About 7,000 fishermen in Lamu County are set to benefit from capacity-building and training as part of a compensation package for those whose trade has been affected by the ongoing construction of the Lamu Port.
Lapsset Corridor Development Authority Director General Sylvester Kasuku, however, ruled out full monetary cash payment to the fishermen disrupted by the dredging exercise.
“It is impractical to compensate the affected fishermen with full cash transfers as it is not economically viable. Instead, the authority will build a fishing port, a modern fish storage and processing zone, modern fishing gear equipment and training for the affected fishermen,” he said.
Mr Kasuku said capacity building will be more transformative in terms of evolving the cottage fishing industries in Lamu into full-scale fish processing and export industries in which the fishermen can reap better returns.
For lack of infrastructure, many fisherman rely on the activity for subsistence and not so much as gainful employment. Mr Kasuku said this will change with the proposed fishing port, which will be part of the larger Lamu Port.
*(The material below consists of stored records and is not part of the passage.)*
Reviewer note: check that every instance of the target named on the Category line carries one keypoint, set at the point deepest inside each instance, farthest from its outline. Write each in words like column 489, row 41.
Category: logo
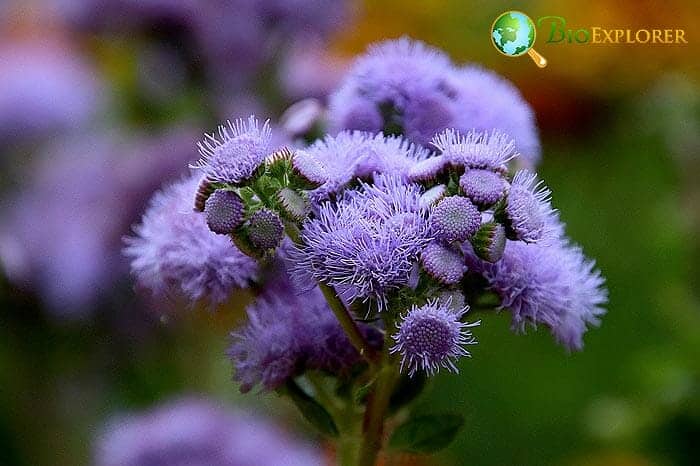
column 513, row 34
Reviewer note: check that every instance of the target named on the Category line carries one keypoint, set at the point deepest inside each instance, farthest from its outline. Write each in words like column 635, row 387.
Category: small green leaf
column 427, row 433
column 406, row 391
column 311, row 409
column 362, row 392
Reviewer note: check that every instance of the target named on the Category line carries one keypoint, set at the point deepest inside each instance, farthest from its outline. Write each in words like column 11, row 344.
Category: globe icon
column 513, row 34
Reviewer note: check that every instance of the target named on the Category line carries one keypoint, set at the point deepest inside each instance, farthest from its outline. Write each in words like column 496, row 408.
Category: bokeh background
column 101, row 101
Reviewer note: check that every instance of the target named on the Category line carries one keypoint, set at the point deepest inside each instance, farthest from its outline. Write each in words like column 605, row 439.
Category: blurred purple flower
column 173, row 249
column 61, row 234
column 46, row 90
column 409, row 87
column 198, row 432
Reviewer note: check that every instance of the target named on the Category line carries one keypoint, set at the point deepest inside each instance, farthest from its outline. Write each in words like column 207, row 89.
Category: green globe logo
column 513, row 34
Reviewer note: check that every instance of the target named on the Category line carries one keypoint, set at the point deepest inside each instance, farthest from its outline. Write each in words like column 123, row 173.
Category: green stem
column 348, row 324
column 375, row 414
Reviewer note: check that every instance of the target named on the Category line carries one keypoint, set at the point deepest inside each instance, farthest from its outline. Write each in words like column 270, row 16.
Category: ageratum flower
column 336, row 161
column 432, row 336
column 394, row 78
column 486, row 150
column 289, row 331
column 240, row 148
column 366, row 243
column 528, row 210
column 404, row 86
column 550, row 283
column 173, row 249
column 198, row 432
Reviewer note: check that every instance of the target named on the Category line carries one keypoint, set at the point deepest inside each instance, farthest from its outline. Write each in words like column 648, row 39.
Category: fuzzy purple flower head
column 432, row 336
column 405, row 86
column 173, row 249
column 528, row 210
column 334, row 162
column 454, row 218
column 198, row 432
column 238, row 151
column 548, row 282
column 289, row 330
column 367, row 242
column 491, row 151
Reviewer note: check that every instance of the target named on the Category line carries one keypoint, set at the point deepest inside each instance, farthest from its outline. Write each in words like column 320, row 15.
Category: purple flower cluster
column 397, row 228
column 173, row 249
column 366, row 243
column 289, row 331
column 199, row 432
column 549, row 282
column 335, row 161
column 433, row 336
column 411, row 88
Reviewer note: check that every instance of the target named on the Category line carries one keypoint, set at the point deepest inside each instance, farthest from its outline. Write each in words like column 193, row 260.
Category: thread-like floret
column 238, row 151
column 432, row 336
column 527, row 208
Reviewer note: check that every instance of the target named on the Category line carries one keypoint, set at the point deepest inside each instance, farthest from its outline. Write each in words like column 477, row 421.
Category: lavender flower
column 432, row 336
column 289, row 331
column 454, row 219
column 428, row 169
column 173, row 249
column 395, row 77
column 490, row 151
column 549, row 283
column 240, row 149
column 528, row 208
column 404, row 86
column 198, row 432
column 367, row 242
column 488, row 101
column 443, row 263
column 46, row 89
column 483, row 187
column 74, row 258
column 223, row 211
column 335, row 161
column 432, row 196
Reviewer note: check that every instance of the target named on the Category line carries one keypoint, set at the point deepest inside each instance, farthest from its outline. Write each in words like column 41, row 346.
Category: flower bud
column 224, row 211
column 489, row 242
column 455, row 219
column 265, row 229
“Building a fishing port and creating capacity for local fishermen will enable them to venture into the deep sea to exploit the rich exclusive economic zone,” he said.
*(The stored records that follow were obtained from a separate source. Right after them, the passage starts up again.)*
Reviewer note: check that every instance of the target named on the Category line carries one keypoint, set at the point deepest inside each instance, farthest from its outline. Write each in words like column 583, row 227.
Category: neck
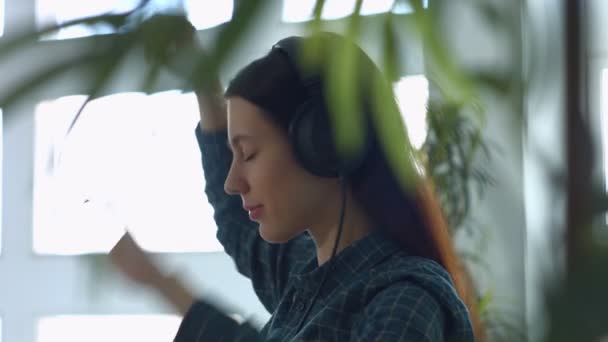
column 356, row 226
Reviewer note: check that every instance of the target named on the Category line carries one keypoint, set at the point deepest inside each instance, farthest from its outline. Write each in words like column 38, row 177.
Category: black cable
column 333, row 253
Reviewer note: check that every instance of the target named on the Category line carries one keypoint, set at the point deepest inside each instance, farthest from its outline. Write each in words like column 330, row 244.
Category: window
column 1, row 17
column 130, row 160
column 302, row 10
column 201, row 14
column 412, row 95
column 117, row 328
column 1, row 175
column 604, row 116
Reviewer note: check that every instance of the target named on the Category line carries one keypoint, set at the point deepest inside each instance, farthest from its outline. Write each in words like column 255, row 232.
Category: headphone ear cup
column 311, row 138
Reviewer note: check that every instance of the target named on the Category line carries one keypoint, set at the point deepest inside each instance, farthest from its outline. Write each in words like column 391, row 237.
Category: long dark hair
column 413, row 218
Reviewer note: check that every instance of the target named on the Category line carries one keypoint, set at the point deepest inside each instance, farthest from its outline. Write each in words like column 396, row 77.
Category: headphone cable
column 333, row 253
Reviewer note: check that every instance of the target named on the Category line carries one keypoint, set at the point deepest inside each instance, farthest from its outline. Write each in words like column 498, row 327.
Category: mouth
column 255, row 212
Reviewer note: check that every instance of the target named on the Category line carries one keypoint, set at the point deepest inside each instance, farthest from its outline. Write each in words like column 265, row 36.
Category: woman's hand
column 138, row 266
column 170, row 40
column 134, row 263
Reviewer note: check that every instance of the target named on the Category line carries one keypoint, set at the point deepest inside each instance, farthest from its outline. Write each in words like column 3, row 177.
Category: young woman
column 335, row 250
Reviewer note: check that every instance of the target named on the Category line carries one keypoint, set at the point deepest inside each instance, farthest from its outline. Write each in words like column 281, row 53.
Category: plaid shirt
column 375, row 292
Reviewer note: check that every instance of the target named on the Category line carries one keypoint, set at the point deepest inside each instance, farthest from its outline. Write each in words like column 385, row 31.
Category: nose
column 235, row 183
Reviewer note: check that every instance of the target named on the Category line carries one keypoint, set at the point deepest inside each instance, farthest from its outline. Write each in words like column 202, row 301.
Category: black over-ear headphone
column 310, row 131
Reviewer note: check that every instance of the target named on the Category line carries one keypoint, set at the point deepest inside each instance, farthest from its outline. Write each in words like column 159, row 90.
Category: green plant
column 455, row 138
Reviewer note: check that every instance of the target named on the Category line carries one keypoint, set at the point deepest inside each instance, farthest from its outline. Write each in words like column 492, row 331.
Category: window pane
column 1, row 17
column 130, row 160
column 412, row 95
column 116, row 328
column 604, row 113
column 302, row 10
column 201, row 14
According to the Environmental and Social Impact Plan and the Resettlement Action Plan, the fishermen had been expecting a total compensation package of at least Sh950 million following their displacement from the Lamu port area.
Off the table
The decision on capacity-building, said Mr Kasuku, was made by a joint taskforce of Lapsset authority, national and county Government officials.
Lamu County Executive for Fisheries Grace Mburu said that as much as the issue of full cash transfers was off the table, fishermen would still get financial aid with respect to capacity-building.
“Fishermen will be compensated by way of training, given new engines and also cash for buying fuel to start modern fishing enterprises,” she said.